The executive summary is something along the lines of the assumptions and optimizations that are incompatible between object and relational models. although early returns are good, as the project progresses, the abstractions of the ORM fall short, and the extra overhead of working around it tends to cancel out the successes.
I have used Bold for Delphi four years now. It is great but it is not available anymore for sale and it lacks some features like databinding. ECO the successor has all that.
No I'm not selling ECO-licenses or something but I just think it is a pity that so few people realize what MDD (Model Driven Development) can do. Ability to solve more complex problems in less time and fewer bugs. This is very hard to measure but I have heard something like 5-10 more efficient development. And as I work with it every day I know this is true.
Maybe some traditional developer that is centered around data and SQL say:
"But what about performance?"
"I may loose control of what SQL is run!"
Well...
If you want to load 10000 instances of a table as fast as possible it may be better to use stored procedures, but most application don't do this. Both Bold and ECO use simple SQL queries to load data. Performance is highly dependent of the number of queries to the database to load a certain amount of data. Developer can help by saying this data belong to each other. Load them as effiecent as possible.

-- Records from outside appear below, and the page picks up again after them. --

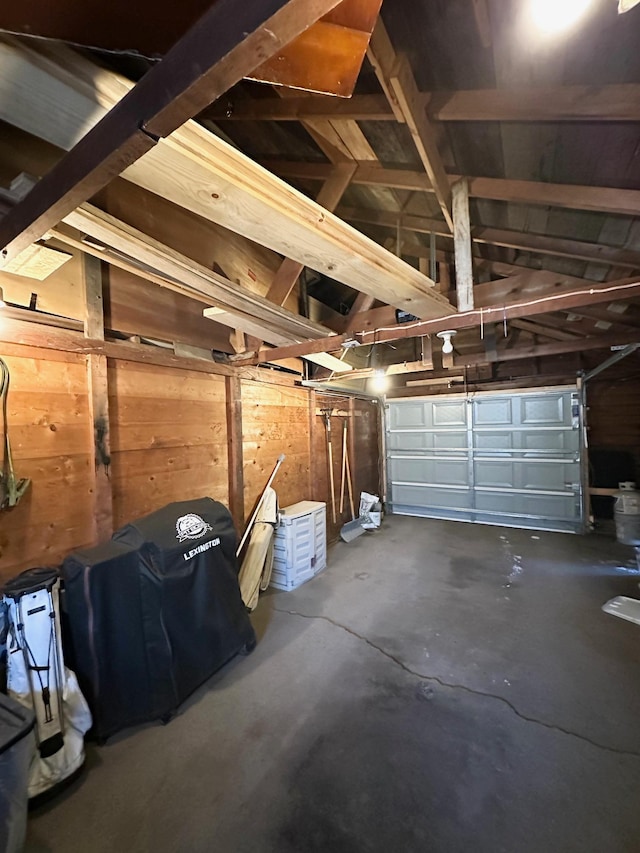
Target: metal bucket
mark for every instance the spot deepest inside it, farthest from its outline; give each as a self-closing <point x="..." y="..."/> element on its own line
<point x="627" y="514"/>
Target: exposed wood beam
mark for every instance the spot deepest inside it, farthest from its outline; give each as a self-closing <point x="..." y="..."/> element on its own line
<point x="537" y="243"/>
<point x="203" y="174"/>
<point x="593" y="312"/>
<point x="570" y="196"/>
<point x="595" y="294"/>
<point x="363" y="303"/>
<point x="381" y="55"/>
<point x="66" y="340"/>
<point x="404" y="87"/>
<point x="540" y="103"/>
<point x="221" y="48"/>
<point x="620" y="102"/>
<point x="546" y="331"/>
<point x="329" y="197"/>
<point x="490" y="342"/>
<point x="284" y="281"/>
<point x="483" y="22"/>
<point x="98" y="388"/>
<point x="233" y="393"/>
<point x="157" y="262"/>
<point x="558" y="348"/>
<point x="462" y="245"/>
<point x="309" y="107"/>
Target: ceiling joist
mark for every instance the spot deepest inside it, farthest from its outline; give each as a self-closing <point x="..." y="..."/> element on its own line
<point x="620" y="102"/>
<point x="571" y="196"/>
<point x="202" y="173"/>
<point x="524" y="241"/>
<point x="594" y="294"/>
<point x="221" y="48"/>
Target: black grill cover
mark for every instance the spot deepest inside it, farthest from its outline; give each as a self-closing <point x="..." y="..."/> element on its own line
<point x="155" y="612"/>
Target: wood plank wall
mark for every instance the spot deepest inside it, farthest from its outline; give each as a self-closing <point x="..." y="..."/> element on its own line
<point x="362" y="446"/>
<point x="52" y="443"/>
<point x="613" y="415"/>
<point x="168" y="437"/>
<point x="169" y="441"/>
<point x="275" y="420"/>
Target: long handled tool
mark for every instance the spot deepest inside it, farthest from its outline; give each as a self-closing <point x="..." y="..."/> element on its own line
<point x="352" y="529"/>
<point x="327" y="419"/>
<point x="281" y="459"/>
<point x="345" y="463"/>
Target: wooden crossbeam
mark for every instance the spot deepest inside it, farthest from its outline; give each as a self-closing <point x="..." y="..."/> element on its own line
<point x="152" y="260"/>
<point x="202" y="173"/>
<point x="329" y="197"/>
<point x="404" y="88"/>
<point x="619" y="102"/>
<point x="462" y="245"/>
<point x="537" y="243"/>
<point x="307" y="108"/>
<point x="221" y="48"/>
<point x="594" y="294"/>
<point x="605" y="341"/>
<point x="570" y="196"/>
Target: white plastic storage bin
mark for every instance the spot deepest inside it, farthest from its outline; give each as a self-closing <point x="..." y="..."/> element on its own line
<point x="300" y="546"/>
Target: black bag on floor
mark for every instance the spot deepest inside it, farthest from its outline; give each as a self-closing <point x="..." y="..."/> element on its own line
<point x="155" y="612"/>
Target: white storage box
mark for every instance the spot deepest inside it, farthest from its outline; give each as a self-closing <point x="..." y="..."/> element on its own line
<point x="300" y="546"/>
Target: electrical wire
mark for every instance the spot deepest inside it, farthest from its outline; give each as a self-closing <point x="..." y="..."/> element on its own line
<point x="477" y="313"/>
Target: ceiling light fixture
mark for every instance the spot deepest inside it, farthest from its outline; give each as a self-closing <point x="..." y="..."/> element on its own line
<point x="380" y="382"/>
<point x="556" y="16"/>
<point x="447" y="346"/>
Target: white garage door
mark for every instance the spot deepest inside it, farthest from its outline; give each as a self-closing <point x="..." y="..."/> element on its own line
<point x="512" y="459"/>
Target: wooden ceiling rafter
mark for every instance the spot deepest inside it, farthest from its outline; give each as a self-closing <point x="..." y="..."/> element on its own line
<point x="571" y="196"/>
<point x="397" y="76"/>
<point x="523" y="241"/>
<point x="126" y="247"/>
<point x="609" y="103"/>
<point x="216" y="52"/>
<point x="208" y="177"/>
<point x="594" y="294"/>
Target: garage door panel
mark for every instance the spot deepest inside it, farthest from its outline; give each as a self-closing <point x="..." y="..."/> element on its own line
<point x="542" y="475"/>
<point x="450" y="441"/>
<point x="449" y="414"/>
<point x="409" y="415"/>
<point x="453" y="472"/>
<point x="493" y="440"/>
<point x="432" y="497"/>
<point x="493" y="411"/>
<point x="517" y="460"/>
<point x="544" y="409"/>
<point x="407" y="441"/>
<point x="542" y="507"/>
<point x="558" y="440"/>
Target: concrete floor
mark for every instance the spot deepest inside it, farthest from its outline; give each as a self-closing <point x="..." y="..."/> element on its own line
<point x="440" y="687"/>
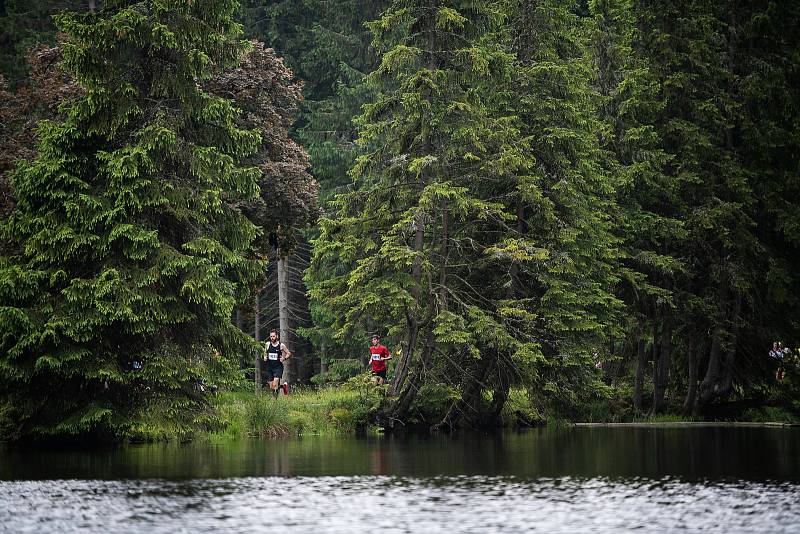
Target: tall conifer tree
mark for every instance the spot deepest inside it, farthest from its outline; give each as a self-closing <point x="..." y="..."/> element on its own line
<point x="132" y="249"/>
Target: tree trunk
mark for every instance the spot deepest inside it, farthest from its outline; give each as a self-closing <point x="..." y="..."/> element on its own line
<point x="257" y="336"/>
<point x="730" y="355"/>
<point x="283" y="309"/>
<point x="691" y="392"/>
<point x="409" y="393"/>
<point x="641" y="363"/>
<point x="662" y="381"/>
<point x="323" y="361"/>
<point x="711" y="383"/>
<point x="709" y="386"/>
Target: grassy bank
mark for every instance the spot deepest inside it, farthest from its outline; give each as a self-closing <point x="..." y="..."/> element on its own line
<point x="324" y="411"/>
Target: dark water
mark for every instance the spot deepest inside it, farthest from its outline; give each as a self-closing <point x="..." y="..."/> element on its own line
<point x="548" y="480"/>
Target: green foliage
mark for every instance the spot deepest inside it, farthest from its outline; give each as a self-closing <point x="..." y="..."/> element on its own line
<point x="432" y="403"/>
<point x="338" y="372"/>
<point x="131" y="254"/>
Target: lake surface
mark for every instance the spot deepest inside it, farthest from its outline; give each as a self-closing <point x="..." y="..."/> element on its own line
<point x="546" y="480"/>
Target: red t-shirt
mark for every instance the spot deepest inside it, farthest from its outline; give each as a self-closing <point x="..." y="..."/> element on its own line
<point x="375" y="353"/>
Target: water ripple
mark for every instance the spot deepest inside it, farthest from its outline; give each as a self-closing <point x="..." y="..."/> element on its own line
<point x="398" y="504"/>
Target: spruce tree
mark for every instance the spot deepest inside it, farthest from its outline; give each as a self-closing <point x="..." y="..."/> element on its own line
<point x="132" y="248"/>
<point x="564" y="258"/>
<point x="406" y="246"/>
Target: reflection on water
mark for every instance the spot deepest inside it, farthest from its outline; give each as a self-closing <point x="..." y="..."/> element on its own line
<point x="603" y="479"/>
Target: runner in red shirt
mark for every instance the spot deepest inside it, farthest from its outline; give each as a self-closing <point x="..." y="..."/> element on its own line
<point x="378" y="354"/>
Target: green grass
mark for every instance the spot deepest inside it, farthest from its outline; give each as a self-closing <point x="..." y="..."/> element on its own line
<point x="325" y="411"/>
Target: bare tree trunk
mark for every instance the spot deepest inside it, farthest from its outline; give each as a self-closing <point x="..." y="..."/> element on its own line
<point x="730" y="355"/>
<point x="641" y="362"/>
<point x="662" y="381"/>
<point x="283" y="309"/>
<point x="412" y="321"/>
<point x="323" y="362"/>
<point x="257" y="336"/>
<point x="709" y="386"/>
<point x="691" y="392"/>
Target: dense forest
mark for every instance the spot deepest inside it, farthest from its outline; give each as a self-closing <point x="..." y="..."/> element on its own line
<point x="575" y="208"/>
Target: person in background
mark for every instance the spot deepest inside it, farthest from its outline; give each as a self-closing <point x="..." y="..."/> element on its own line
<point x="275" y="354"/>
<point x="777" y="353"/>
<point x="378" y="354"/>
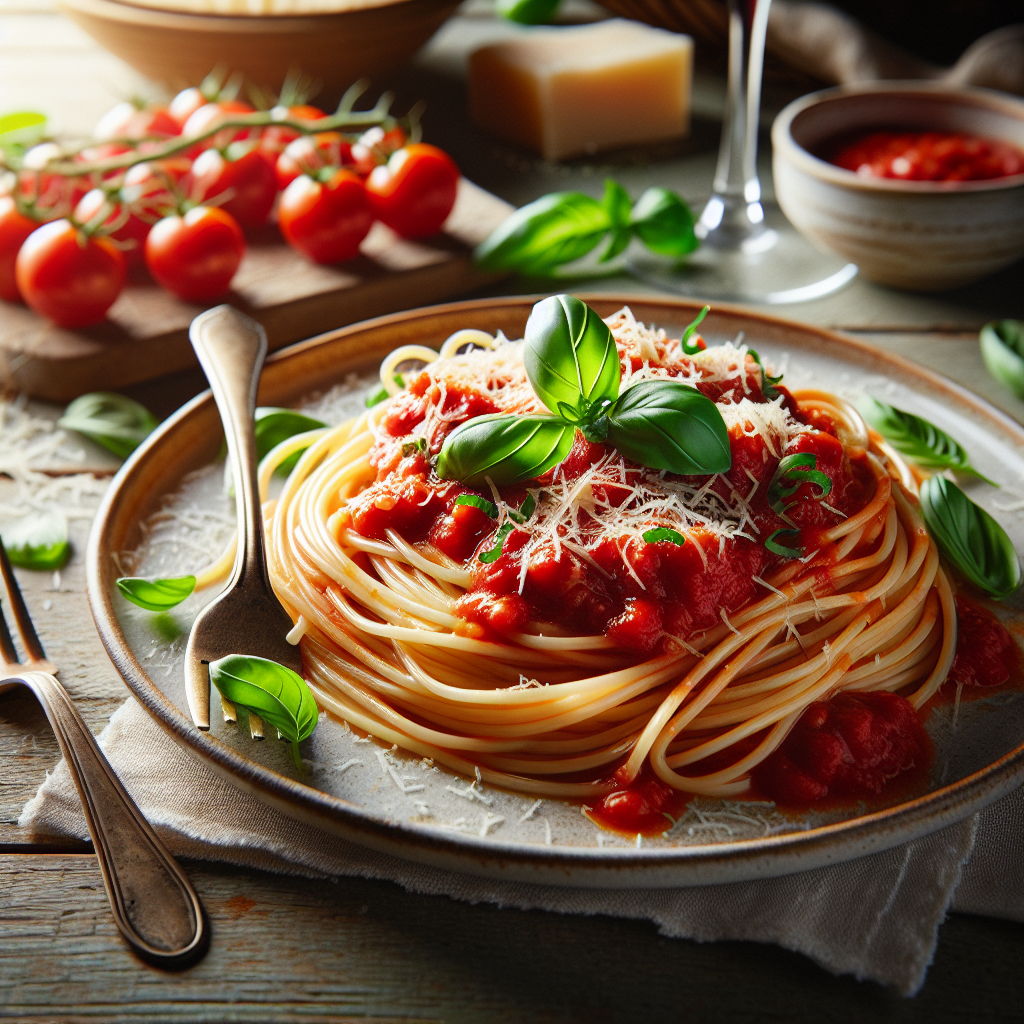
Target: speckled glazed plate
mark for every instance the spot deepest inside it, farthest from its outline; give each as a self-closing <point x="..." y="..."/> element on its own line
<point x="167" y="513"/>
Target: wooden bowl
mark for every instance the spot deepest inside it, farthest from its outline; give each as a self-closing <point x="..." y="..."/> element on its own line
<point x="179" y="49"/>
<point x="923" y="236"/>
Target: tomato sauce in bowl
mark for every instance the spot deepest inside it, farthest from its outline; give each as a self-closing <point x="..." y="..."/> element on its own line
<point x="929" y="156"/>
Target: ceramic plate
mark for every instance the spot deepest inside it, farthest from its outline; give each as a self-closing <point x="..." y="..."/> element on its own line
<point x="167" y="513"/>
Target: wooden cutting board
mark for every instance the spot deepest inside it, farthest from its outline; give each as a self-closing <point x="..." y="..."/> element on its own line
<point x="145" y="334"/>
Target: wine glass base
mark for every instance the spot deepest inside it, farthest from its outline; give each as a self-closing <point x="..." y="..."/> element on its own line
<point x="774" y="267"/>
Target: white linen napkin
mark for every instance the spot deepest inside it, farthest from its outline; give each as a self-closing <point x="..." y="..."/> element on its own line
<point x="876" y="918"/>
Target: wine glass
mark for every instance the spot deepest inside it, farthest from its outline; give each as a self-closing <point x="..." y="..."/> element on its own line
<point x="749" y="251"/>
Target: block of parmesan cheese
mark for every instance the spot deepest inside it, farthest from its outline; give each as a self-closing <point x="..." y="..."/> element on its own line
<point x="573" y="90"/>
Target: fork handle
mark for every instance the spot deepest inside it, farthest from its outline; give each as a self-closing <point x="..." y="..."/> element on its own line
<point x="231" y="347"/>
<point x="154" y="903"/>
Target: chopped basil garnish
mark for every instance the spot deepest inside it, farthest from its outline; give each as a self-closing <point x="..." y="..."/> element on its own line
<point x="802" y="469"/>
<point x="1003" y="350"/>
<point x="496" y="552"/>
<point x="276" y="425"/>
<point x="659" y="534"/>
<point x="773" y="545"/>
<point x="684" y="342"/>
<point x="38" y="541"/>
<point x="572" y="365"/>
<point x="920" y="440"/>
<point x="118" y="423"/>
<point x="487" y="508"/>
<point x="157" y="595"/>
<point x="273" y="692"/>
<point x="970" y="538"/>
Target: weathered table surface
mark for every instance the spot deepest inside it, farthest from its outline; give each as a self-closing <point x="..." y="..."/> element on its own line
<point x="287" y="949"/>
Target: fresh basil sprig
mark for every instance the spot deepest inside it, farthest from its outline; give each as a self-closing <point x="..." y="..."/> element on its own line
<point x="276" y="425"/>
<point x="157" y="595"/>
<point x="920" y="440"/>
<point x="38" y="541"/>
<point x="664" y="534"/>
<point x="562" y="227"/>
<point x="506" y="449"/>
<point x="970" y="538"/>
<point x="572" y="365"/>
<point x="120" y="424"/>
<point x="802" y="468"/>
<point x="1003" y="350"/>
<point x="271" y="691"/>
<point x="670" y="425"/>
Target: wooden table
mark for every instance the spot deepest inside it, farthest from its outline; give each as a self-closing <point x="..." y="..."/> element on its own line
<point x="289" y="949"/>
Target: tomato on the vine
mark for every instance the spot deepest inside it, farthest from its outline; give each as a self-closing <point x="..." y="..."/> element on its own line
<point x="14" y="228"/>
<point x="68" y="276"/>
<point x="275" y="137"/>
<point x="247" y="178"/>
<point x="128" y="121"/>
<point x="415" y="190"/>
<point x="196" y="255"/>
<point x="326" y="219"/>
<point x="308" y="154"/>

The actual queries that is executed can of course be logged to catch any performance problems. And if you really want to use your hyper optimized SQL query this is no problem as long as it don't update the database.
There is many ORM system to choose from, specially if you use dot.net. But honestly it is very very hard to do a good ORM framework. It should be concentrated around the model. If the model change, it should be an easy task to change database and the code dependent of the model. This make it easy to maintain. The cost for making small but many changes is very low. Many developers do the mistake to center around the database and adapt everthing around that. In my opinion this is not the best way to work.
More should try ECO. It is free to use an unlimited time as long the model is no more than 12 classes. You can do a lot with 12 classes!
I suggest you to use Code Smith Tool for creating Nettiers, that is a good option for developer.